Я еще ни разу не воспользовался этим паспортом на имя Томпсона. Он у меня уже семь лет и будет действителен еще три года. Но даже если я им не пользовался, все равно, думаю, стоит его продлить, когда придет срок. Причем заметьте, меня нисколько не беспокоит тот факт, что до сих пор не представилось случая попользоваться им. Ну, как, к примеру, пилота истребителя, которого тоже ничуть не беспокоит, что у него не было случая воспользоваться парашютом. Пусть себе лежит, на всякий пожарный случай.

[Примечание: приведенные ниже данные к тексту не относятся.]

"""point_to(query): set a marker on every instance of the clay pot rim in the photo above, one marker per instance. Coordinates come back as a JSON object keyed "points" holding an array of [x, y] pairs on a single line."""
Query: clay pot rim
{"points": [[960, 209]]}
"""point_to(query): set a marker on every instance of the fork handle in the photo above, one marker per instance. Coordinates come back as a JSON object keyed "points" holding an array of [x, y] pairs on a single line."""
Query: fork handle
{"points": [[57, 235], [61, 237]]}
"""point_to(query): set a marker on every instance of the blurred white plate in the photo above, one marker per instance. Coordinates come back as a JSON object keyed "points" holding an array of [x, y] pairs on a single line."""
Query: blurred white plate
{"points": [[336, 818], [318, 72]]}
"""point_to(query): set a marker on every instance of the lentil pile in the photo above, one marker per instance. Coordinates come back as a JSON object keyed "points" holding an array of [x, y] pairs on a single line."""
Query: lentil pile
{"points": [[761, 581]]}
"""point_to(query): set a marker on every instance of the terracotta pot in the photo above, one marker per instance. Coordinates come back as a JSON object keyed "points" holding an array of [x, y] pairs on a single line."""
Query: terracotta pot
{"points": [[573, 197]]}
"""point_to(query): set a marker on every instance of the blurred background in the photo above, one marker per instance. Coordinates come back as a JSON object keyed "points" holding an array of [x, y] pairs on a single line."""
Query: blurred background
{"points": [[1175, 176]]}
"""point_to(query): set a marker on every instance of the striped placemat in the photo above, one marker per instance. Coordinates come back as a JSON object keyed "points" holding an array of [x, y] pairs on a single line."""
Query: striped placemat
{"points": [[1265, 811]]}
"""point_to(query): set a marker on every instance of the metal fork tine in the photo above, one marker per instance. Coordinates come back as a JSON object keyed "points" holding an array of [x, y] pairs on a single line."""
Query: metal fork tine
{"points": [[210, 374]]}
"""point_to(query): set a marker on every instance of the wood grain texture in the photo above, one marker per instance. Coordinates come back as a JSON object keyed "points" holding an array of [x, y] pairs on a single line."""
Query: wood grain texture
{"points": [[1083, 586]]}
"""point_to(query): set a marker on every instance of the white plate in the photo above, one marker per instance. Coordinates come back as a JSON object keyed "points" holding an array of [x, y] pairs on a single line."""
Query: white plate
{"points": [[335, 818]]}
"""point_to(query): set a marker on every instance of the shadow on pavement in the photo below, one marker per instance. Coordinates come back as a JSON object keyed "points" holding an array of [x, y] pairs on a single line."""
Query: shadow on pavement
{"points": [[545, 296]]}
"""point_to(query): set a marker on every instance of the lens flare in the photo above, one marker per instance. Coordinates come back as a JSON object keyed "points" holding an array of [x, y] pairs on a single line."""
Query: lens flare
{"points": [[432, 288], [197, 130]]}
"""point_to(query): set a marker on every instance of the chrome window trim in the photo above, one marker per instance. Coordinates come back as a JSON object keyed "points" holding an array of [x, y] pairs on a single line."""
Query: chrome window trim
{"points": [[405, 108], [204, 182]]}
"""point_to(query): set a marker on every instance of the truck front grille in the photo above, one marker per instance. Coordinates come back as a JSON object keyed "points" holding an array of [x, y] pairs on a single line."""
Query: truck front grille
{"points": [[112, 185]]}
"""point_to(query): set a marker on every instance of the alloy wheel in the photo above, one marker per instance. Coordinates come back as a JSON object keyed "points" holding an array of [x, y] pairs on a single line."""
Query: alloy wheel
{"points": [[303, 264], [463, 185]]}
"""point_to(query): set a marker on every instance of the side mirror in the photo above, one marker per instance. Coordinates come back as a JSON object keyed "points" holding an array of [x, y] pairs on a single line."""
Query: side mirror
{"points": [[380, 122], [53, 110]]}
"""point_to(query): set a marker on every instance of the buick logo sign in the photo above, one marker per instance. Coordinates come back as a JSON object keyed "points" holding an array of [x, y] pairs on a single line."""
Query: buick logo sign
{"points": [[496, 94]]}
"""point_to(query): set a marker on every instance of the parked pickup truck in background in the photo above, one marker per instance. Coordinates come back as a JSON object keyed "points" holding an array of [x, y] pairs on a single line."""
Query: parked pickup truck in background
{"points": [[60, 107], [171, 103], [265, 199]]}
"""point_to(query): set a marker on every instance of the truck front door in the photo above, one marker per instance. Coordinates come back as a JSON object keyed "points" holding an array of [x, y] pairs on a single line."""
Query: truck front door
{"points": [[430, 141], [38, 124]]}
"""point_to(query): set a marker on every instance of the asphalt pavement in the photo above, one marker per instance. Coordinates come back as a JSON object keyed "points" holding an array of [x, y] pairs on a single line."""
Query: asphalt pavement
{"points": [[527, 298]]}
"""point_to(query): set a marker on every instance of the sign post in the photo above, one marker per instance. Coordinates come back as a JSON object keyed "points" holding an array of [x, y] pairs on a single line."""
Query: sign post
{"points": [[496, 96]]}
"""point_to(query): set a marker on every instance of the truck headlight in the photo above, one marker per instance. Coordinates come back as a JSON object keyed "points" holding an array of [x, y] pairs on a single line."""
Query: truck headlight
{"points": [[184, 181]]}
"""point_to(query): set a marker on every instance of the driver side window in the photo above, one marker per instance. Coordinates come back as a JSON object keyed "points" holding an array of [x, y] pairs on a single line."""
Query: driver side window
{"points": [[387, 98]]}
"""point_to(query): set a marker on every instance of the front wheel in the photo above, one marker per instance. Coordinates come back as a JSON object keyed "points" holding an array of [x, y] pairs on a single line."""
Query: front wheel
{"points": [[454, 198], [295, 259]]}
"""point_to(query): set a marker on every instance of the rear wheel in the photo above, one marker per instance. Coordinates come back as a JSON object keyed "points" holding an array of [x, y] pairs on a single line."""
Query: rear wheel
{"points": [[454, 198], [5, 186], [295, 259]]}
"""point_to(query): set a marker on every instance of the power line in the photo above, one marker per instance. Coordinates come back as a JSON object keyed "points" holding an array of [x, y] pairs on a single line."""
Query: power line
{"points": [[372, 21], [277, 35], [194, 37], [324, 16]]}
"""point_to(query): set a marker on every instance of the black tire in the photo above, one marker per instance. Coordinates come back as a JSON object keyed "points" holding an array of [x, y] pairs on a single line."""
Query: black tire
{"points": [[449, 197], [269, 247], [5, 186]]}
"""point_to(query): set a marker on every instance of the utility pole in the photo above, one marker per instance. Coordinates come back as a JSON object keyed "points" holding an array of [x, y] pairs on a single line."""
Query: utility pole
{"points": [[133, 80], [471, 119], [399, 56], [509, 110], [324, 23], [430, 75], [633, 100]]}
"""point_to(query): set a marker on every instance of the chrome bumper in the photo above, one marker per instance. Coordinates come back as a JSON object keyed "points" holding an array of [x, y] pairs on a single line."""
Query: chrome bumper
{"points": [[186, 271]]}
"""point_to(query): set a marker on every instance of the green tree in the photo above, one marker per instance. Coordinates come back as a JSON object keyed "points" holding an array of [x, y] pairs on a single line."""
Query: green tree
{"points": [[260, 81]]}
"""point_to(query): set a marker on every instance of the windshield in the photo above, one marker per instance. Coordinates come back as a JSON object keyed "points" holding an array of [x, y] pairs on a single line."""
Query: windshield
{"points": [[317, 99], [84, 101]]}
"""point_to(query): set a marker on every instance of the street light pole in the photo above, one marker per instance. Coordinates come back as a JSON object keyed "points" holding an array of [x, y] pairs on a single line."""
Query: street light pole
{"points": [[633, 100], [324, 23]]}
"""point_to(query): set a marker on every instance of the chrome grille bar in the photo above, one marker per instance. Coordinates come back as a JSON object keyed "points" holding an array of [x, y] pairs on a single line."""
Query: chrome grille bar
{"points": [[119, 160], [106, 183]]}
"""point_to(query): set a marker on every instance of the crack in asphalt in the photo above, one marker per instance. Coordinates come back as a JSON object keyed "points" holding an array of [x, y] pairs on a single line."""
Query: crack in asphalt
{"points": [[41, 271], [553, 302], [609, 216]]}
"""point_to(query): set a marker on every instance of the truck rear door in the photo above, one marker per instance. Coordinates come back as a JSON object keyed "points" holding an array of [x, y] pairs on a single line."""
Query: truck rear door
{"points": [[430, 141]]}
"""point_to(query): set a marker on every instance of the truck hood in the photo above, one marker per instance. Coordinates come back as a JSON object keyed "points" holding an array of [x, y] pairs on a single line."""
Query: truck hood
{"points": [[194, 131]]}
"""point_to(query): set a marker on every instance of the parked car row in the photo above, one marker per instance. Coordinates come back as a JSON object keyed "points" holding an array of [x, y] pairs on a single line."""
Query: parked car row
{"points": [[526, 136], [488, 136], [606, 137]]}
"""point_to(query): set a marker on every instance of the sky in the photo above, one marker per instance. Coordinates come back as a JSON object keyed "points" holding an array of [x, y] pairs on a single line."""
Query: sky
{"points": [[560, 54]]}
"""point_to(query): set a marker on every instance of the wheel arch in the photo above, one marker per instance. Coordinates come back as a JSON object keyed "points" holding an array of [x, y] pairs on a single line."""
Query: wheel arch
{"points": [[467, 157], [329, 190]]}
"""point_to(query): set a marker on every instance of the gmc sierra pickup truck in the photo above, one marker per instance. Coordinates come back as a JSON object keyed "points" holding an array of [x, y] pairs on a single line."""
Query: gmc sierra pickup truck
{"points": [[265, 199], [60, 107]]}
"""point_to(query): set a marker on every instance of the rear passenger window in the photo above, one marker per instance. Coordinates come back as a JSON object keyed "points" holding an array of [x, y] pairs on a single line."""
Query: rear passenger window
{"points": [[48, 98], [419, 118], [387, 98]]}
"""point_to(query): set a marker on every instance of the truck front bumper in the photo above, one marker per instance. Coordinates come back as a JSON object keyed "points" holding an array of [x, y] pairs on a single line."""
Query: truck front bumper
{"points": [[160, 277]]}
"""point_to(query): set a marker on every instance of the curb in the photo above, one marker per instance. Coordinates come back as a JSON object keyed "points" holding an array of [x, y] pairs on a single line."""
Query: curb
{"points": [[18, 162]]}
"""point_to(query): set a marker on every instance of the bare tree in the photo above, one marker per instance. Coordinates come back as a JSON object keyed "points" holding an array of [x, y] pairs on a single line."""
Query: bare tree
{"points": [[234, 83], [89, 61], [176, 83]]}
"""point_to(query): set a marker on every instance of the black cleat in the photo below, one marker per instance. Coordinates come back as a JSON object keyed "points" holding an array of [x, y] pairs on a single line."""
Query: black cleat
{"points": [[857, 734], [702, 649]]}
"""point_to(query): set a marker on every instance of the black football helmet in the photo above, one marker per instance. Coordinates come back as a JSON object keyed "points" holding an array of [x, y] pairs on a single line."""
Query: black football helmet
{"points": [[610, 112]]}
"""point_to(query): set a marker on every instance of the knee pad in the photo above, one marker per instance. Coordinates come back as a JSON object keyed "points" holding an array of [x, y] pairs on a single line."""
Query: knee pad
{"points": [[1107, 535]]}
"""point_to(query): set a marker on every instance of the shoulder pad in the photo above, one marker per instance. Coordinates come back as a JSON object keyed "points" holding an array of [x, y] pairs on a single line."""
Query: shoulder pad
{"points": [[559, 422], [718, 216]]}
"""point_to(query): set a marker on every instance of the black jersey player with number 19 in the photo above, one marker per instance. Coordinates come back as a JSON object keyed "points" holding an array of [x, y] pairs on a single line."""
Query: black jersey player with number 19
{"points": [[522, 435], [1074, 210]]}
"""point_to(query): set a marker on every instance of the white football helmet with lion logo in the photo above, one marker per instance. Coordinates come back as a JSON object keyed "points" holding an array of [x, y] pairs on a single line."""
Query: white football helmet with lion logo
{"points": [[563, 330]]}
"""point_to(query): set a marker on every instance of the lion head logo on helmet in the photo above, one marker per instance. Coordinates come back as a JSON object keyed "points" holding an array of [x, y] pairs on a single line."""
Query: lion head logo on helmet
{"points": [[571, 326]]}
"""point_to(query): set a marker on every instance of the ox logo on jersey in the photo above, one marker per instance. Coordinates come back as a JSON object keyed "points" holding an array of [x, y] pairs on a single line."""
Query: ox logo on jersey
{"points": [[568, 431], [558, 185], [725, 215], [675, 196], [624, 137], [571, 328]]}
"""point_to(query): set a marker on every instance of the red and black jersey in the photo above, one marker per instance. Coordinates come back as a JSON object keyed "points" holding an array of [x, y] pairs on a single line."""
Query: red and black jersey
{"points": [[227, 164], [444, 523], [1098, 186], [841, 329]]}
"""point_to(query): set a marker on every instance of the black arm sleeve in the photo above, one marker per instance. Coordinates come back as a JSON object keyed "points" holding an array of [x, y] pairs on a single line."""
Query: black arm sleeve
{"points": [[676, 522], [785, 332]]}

Сегодня он мне вряд ли понадобится, а потому пусть лежит где лежит вместе с припрятанной энной суммой наличными, без которой я тоже надеюсь пока обойтись.
Последний раз, когда я пересчитывал эти деньги, там было около пяти тысяч долларов — гораздо меньше, чем хотелось бы. В идеале всегда следует иметь под рукой запас (тоже на всякий пожарный случай) в размере двадцати пяти тысяч, не меньше, и я периодически довожу его до этой суммы, но затем сам и подтибриваю оттуда то на одно, то на другое. Не успеешь оглянуться, как покажется донышко.
Тем более есть все причины заняться наконец делом.
О настоящем работяге можно судить по его инструментам. И о воре — тоже. Я достал связку разнообразных отмычек, щупов и всяких замысловатых полосок металла и припрятал в брючный карман. Был у меня и фонарик, напоминавший по размеру и форме авторучку, и я сунул его во внутренний карман блейзера. Прятать фонарик нет нужды — такие продаются в магазинах по всему городу — и иметь его при себе — вовсе не преступление. А вот носить при себе отмычки — совсем другое дело. Одного факта обладания маленьким набором типа моего достаточно, чтобы отправить его владельца на длительные каникулы куда-нибудь на север штата, за казенный счет. А потому я держу эти орудия труда в тайнике, а вместе с ними — и фонарик, просто чтоб не забыть.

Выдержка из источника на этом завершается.